Sep 022015
 

Freire’s “Banking” concept of education is intriguing, but in the end seems oversimplified and contradictory. By classifying students as nothing more than “receptacles” in the “banking education” paradigm, Freire implies that students have no power in classroom exchange; in other words, the teacher controls the fate of the student—whether they learn or don’t learn. While Freire acknowledges that the students do have control over how they catalogue and inventory the knowledge that they collect, he implies that the teacher is the one with the power to, in this banking situation, withhold “creativity, transformation, and knowledge” (1).

In his attempt to argue for the rights of students as “truly human”, he presents them as helpless victims vulnerable to the instructor and his/her pedagogy. The reality, I think, is more complex. At some level, the teacher does hold more knowledge and power than the student, and can better identify what the students need to learn. Students don’t know what they don’t know. While I do feel there is room for instructors to bring more student-centric teaching into the classroom through things like expressive writing, to which Hairston briefly nods, the goal is ultimately to get the students engaged enough to listen to what the instructor has to say—to create wise and empathetic “depositers” (instructors) and engaged and critical receptacles (students). The relationship isn’t inherently bad.

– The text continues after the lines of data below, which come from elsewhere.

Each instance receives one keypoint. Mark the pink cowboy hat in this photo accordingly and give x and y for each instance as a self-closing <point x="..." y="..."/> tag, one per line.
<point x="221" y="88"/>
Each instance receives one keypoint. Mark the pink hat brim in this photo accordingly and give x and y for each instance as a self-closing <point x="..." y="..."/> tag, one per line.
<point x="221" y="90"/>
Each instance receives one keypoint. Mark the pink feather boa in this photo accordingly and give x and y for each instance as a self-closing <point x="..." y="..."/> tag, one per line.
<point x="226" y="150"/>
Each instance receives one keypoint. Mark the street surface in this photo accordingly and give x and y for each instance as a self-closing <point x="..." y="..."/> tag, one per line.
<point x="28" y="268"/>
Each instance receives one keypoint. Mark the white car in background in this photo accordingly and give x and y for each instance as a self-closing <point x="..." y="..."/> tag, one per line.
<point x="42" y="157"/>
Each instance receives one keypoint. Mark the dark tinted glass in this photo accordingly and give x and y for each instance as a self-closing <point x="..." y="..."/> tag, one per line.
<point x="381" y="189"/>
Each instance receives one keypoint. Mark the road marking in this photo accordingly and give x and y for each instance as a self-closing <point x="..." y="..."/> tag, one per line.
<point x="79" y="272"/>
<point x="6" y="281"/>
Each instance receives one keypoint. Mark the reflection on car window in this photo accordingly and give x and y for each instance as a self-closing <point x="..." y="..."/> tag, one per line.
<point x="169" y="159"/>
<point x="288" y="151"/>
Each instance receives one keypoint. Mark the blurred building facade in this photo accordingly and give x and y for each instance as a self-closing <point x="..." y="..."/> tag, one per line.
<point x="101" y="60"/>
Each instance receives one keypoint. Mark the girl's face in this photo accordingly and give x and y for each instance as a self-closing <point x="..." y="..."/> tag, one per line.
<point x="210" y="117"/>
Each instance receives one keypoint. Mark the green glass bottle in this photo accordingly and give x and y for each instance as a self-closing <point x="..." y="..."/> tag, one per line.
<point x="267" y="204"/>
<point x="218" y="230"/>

And, at the end of the day, the onus falls on the student along with the teacher. Becoming a “truly human” student has a lot to do with recognizing that all the information you receive shouldn’t automatically become something you go on to deposit to someone else; the truly human student can humble him/herself to receive information, critically engage with that material, and confidently go on to counter it, or agree with it, and perhaps pass it on. No amount of a teacher’s insistence or orchestration can guarantee truly human students–that again gives the teacher all the power. Students have a responsibility to develop the ability to analyze, to disagree, to ask questions, and to push for more, rather than just receive apathetically.